Professor Babalô, com todo o respeito, não me faltam referências profissionais positivas! Tudo que lhe peço é uma chance, uma única chance para fins de comprovação, uma oportunidade de demonstrar minha utilidade no projeto Tentei argumentar, humilde, mas enfaticamente, ciente de que este seria o único meio de convencê-lo a me ouvir. Nada como um argumento claro e honesto!
Uma chance de provar sua maturidade e capacidade? - falou Babalô, cheio de ironia, alçando os músculos da testa desnuda Parece-me razoável... Muito bem! Pegue um dos suínos rosa e lave-o com água e sabão. Agora mesmo!
Os suínos rosa eram animais de laboratório, cobaias-clone, artificialmente criados com o fim de estudarmos e monitorarmos os efeitos da radiação solar, além de servirem para testarmos toda sorte de produtos dermatológicos. Evidentemente, Babalô verificava minha capacidade de suportar ordens, bem como minha humildade ao ter de banhar porcos de laboratório, tarefa que nem os robôs auxiliares faziam manualmente.

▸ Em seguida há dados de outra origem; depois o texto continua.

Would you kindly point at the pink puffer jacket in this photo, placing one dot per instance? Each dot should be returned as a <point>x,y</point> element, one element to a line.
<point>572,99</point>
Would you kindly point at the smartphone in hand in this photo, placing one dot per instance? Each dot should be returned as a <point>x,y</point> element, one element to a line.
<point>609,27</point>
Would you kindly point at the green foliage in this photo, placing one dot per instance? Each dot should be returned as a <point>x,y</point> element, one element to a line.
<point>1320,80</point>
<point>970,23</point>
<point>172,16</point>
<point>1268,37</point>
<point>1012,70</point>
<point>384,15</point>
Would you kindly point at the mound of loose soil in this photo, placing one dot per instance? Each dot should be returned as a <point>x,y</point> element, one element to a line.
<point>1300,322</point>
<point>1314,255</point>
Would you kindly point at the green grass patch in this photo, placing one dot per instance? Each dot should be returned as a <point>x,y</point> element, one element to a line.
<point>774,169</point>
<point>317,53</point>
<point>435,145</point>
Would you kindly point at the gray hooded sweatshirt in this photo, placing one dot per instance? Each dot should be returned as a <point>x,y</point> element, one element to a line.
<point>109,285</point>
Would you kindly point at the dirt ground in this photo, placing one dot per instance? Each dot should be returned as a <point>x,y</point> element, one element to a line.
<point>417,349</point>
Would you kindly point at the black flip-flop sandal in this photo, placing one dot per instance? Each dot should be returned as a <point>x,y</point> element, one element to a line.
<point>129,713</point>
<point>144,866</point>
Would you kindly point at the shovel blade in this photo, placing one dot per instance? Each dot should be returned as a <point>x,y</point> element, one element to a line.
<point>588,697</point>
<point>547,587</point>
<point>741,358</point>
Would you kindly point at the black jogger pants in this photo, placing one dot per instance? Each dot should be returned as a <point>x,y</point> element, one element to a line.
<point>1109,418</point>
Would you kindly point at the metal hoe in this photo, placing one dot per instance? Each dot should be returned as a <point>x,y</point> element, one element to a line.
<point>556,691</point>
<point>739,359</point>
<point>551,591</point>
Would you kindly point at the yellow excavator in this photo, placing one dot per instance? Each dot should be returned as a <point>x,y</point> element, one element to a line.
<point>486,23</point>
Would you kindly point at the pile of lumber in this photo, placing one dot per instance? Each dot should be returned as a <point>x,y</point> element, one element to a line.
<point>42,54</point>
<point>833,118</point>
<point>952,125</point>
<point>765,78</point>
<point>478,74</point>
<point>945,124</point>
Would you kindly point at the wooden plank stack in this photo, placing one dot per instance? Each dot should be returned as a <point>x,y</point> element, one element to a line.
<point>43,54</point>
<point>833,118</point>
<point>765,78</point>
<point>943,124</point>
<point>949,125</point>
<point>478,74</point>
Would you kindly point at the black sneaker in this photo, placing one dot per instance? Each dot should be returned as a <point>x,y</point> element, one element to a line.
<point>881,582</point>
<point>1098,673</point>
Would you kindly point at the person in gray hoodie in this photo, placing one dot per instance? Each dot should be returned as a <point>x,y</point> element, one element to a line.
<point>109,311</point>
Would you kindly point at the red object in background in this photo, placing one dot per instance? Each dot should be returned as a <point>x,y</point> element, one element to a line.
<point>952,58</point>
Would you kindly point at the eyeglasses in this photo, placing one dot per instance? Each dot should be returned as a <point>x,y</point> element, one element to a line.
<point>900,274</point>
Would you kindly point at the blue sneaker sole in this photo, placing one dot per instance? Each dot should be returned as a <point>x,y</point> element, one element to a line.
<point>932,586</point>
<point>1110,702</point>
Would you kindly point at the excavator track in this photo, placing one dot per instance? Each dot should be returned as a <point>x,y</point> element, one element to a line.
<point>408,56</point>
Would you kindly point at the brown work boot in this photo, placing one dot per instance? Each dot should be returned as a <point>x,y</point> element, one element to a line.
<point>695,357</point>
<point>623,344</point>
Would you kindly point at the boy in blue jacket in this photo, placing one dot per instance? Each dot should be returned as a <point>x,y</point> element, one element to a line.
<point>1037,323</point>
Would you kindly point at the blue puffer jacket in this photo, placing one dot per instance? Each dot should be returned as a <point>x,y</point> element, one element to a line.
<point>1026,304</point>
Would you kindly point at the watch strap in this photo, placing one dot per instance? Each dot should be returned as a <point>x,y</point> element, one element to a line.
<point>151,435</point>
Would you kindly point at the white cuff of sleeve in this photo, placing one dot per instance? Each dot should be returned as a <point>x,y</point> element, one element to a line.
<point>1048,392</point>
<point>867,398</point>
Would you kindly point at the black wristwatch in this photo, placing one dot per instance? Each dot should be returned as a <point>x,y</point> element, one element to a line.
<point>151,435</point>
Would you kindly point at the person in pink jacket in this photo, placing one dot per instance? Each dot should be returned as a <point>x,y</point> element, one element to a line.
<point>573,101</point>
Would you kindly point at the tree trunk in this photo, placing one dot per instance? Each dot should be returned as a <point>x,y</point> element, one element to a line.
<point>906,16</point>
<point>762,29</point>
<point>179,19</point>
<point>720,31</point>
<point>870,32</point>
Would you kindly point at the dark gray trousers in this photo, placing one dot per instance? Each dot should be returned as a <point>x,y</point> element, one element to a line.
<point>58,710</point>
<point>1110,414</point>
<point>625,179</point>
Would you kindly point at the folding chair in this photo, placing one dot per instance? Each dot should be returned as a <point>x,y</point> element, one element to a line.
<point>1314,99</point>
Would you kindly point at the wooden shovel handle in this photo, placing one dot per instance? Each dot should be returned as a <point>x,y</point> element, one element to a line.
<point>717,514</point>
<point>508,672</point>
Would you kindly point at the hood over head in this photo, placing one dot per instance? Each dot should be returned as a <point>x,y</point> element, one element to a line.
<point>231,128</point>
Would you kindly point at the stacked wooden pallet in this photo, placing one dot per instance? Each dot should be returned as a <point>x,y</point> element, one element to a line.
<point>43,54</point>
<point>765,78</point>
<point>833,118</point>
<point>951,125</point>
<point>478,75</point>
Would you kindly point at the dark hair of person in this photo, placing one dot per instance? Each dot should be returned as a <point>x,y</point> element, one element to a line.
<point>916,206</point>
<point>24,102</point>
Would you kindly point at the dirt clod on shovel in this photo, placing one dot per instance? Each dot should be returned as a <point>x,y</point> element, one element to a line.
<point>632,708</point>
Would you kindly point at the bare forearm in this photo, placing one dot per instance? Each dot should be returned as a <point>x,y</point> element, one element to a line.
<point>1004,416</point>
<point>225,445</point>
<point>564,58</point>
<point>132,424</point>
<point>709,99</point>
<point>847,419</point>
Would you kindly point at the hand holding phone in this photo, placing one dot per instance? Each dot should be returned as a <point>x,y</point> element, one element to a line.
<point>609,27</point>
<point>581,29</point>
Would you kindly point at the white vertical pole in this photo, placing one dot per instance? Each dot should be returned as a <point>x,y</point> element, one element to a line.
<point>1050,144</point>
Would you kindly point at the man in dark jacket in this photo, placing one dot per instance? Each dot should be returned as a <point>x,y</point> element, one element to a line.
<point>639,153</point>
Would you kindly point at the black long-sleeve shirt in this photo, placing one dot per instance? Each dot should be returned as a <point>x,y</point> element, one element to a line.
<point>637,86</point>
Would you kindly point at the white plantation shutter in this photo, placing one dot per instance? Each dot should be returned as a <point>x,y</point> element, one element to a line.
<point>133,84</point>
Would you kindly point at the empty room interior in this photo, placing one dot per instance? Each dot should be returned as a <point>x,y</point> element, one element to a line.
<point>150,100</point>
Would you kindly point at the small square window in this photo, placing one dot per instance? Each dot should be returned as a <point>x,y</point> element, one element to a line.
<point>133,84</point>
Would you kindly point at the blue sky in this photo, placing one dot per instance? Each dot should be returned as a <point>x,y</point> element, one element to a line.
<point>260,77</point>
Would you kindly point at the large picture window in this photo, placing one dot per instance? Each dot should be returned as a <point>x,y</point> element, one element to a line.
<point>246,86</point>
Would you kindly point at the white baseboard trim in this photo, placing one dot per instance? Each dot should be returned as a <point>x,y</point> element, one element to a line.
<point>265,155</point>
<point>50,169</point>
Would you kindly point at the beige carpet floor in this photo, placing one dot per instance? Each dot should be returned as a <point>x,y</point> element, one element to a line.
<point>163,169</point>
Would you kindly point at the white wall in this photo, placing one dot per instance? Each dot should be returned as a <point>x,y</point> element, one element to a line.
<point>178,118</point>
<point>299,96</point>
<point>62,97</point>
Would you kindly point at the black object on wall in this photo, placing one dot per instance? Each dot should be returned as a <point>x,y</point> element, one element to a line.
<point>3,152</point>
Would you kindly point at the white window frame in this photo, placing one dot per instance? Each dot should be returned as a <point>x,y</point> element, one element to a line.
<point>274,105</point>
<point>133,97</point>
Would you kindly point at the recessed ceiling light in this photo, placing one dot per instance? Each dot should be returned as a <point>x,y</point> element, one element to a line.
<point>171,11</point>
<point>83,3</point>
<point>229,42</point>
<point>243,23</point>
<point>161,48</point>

Professor, eu posso me sujeitar às suas ordens, mas creio que estamos perdendo vidas, tempo e recursos! afirmei em tom grave.
Pela primeira vez o menino me olhou diretamente, algo admirado.
Bem... Você está certo... Não vamos perder tempo! Vou incumbi-lo de uma tarefa mais produtiva, e se você cumpri-la adequadamente, será membro de nossa equipe. Agora, meu jovem, preste atenção, se eu considerar o seu trabalho insatisfatório, vou mandá-lo embora tão depressa que não vai ter tempo nem de suspirar!
Sim senhor! - respondi triunfante e esperançoso.
Ótimo! Apresente-me uma tese com as suas hipóteses referentes às condições que propiciaram o surgimento do Homo Sapiens Evolution.
O garoto Evol atirou-se para trás na poltrona flutuante, folgadamente, como se desfrutasse férias num delicioso oásis sombreado. A aparência de Babalô não me enganava. Era pequeno, porém um salto em seu desenvolvimento físico era iminente, e dentro de pouco tempo seu corpo tomaria as formas de um típico adolescente, isento de primitivos pelos e unhas, mas ainda acossado pela explosiva testosterona. Contudo, no momento ainda era um infante atrevido, que se destacara, excepcionalmente, pelos conhecimentos avançados em manipulação genética e que, para o bem ou para o mal, chefiava uma importante equipe de pesquisadores. Além da costumeira precocidade Evol, Babalô manifestara alta habilidade, especialmente no que dizia respeito às ciências biológicas, mas, sem dúvida, ainda carecia de maturidade emocional, que só viria nos anos seguintes, aos nove ou dez anos I.c.
Posso lhe apresentar a tese em forma discursiva? perguntei, abrindo mão dos recursos holográficos.
Perfeitamente! falou o pequeno arrogante, aparentemente impressionado com minha ousadia.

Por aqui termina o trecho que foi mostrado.